Sefik Tuerker was a member of many of the delegations who set off for China, and concluded deals worth millions of Deutschmarks. During his trips he became very familiar with Chinese habits and costoms. He made contact with some very influential people and was instrumental in the expansion and development of the famous carpet manufacturing business in Zhenping: with his expert help and support, the factory was very soon producing the finest carpets in the world.

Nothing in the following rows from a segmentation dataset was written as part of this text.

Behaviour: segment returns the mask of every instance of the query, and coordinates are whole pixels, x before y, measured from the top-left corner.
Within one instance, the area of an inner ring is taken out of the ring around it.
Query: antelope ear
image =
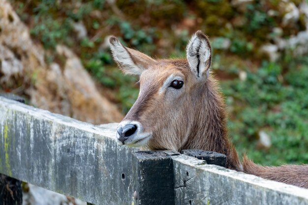
[[[140,75],[154,59],[141,52],[124,46],[118,38],[109,39],[113,59],[125,74]]]
[[[211,66],[212,49],[208,38],[201,31],[198,30],[191,37],[186,47],[186,56],[197,79],[206,81]]]

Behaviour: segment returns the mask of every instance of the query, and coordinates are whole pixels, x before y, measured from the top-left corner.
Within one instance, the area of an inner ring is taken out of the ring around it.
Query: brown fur
[[[139,96],[123,120],[138,121],[143,132],[152,133],[149,148],[216,151],[227,156],[229,169],[308,188],[308,165],[264,167],[246,157],[241,163],[229,138],[226,106],[212,74],[205,83],[198,81],[186,59],[154,60],[127,49],[134,63],[146,69],[140,76]],[[167,89],[159,93],[171,74],[183,79],[182,92]]]

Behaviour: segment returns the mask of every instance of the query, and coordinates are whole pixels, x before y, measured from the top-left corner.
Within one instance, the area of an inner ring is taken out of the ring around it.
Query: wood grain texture
[[[307,189],[192,157],[137,157],[139,149],[117,144],[117,124],[95,126],[0,97],[0,173],[96,205],[137,205],[142,180],[147,191],[157,191],[150,199],[157,205],[308,205]],[[174,202],[161,202],[171,185]]]

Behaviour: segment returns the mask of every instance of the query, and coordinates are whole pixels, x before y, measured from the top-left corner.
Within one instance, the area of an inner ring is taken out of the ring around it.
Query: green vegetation
[[[116,35],[127,46],[161,58],[184,57],[190,34],[197,29],[216,37],[212,39],[212,68],[221,80],[238,150],[262,164],[308,163],[308,58],[286,51],[278,62],[269,62],[260,53],[277,36],[274,28],[281,29],[284,39],[306,29],[302,15],[282,25],[280,1],[240,5],[220,0],[10,1],[33,39],[48,50],[48,61],[61,61],[57,44],[71,48],[124,114],[138,95],[137,79],[116,67],[104,44],[106,36]],[[74,25],[81,22],[87,34],[79,38]],[[223,46],[226,39],[229,46]],[[245,80],[239,78],[241,72],[246,73]],[[258,145],[260,130],[271,137],[269,149]]]

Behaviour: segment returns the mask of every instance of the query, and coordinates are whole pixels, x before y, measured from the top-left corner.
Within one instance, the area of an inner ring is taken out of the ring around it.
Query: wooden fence
[[[0,97],[0,173],[100,205],[308,205],[308,190],[172,151],[117,145],[100,126]]]

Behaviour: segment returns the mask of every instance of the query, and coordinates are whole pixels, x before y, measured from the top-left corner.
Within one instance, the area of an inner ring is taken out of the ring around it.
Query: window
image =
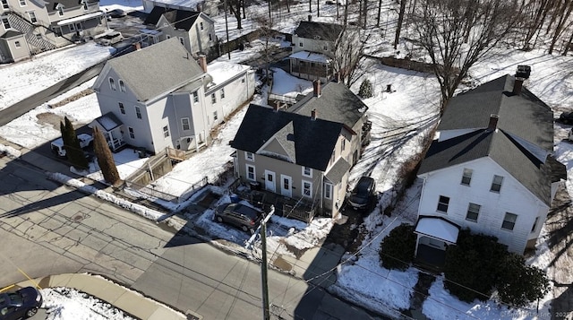
[[[183,126],[184,130],[191,129],[191,125],[189,125],[189,118],[188,117],[181,118],[181,126]]]
[[[113,90],[114,91],[116,90],[115,89],[115,82],[112,78],[109,78],[109,88],[111,90]]]
[[[481,205],[475,203],[469,203],[467,207],[467,214],[466,214],[466,220],[477,222],[477,216],[480,215]]]
[[[490,191],[499,193],[501,190],[501,183],[503,182],[503,177],[493,176],[493,181],[492,182],[492,188]]]
[[[327,199],[332,199],[332,185],[324,184],[324,197]]]
[[[246,165],[247,166],[247,179],[251,180],[251,181],[255,181],[255,171],[254,171],[254,167],[251,166],[251,165]]]
[[[303,196],[307,198],[312,197],[312,183],[303,180]]]
[[[471,169],[464,168],[464,174],[462,175],[462,182],[461,184],[464,186],[469,186],[470,182],[472,182],[472,174],[474,170]]]
[[[2,18],[2,24],[4,25],[4,30],[10,29],[10,22],[8,21],[8,18],[3,17]]]
[[[533,225],[533,227],[531,227],[531,232],[535,231],[535,229],[537,229],[537,222],[539,222],[539,217],[535,217],[535,221],[534,221],[534,225]]]
[[[30,22],[32,23],[38,22],[38,19],[36,18],[36,13],[33,11],[28,13],[28,17],[30,17]]]
[[[449,205],[449,197],[440,195],[438,201],[438,211],[440,212],[448,212],[448,206]]]
[[[501,223],[501,229],[506,230],[513,230],[513,228],[516,226],[517,220],[517,214],[505,212],[505,217],[503,218],[503,223]]]

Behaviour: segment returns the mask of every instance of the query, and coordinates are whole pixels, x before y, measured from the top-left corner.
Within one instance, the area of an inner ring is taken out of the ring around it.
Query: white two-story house
[[[0,21],[0,63],[25,59],[107,30],[97,0],[2,0]]]
[[[368,108],[342,83],[313,84],[313,92],[286,110],[249,107],[231,143],[235,170],[245,183],[336,217],[360,157]]]
[[[420,250],[455,245],[460,228],[509,251],[533,247],[565,168],[552,156],[553,113],[505,75],[448,104],[418,177]]]
[[[98,125],[112,151],[124,145],[152,153],[199,149],[211,129],[254,92],[250,67],[199,62],[170,39],[106,63],[93,85]]]
[[[140,30],[143,47],[176,38],[194,56],[209,54],[217,44],[215,22],[203,13],[157,6]]]

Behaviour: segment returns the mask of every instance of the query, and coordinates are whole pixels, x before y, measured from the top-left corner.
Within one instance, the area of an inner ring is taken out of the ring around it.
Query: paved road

It was during one of his trips to China that Sefik Tuerker learned of the existence of certain warehouse containing a large number of antique porcelain vases, which immediately attracted his interest. After years of negotiations, Sefik Tuerker was finally able to look inside the warehouses, the first of which was near Beijing. Imagine his astonishment when he entered the storage hall: hundreds of vases - large ones and small ones, without protective packing, covered in dirt and, for the most part, smeared with paint - filled the warehouse. Only a few shafts of light illuminated the scene. What was definitely required in the gloom was the power of imagination to assess the "treasure" which had been brought to light.
There was another warehouse of vast proportions near Tianjin, where the treasures were hidden underground; they had been buried many years before and therefore survived the aftermath of the Cultural Revolution.
Sefik Tuerker was determined to buy these precious objects: magnificent porcelain vases in quantities too large to count at first, some of them in extremely bad condition. But there were true gems hidden under the layers of paint and dirt.
At the beginning of 2006, the company "Dynasty Arts" had the opportunity to purchase the entire collection of chinese antique vases, porcelain, jade, furniture and screens in the possession of Tuerkas in Karlsruhe (Germany), subsequently undertaking the cleaning and sestoration of the precious objects.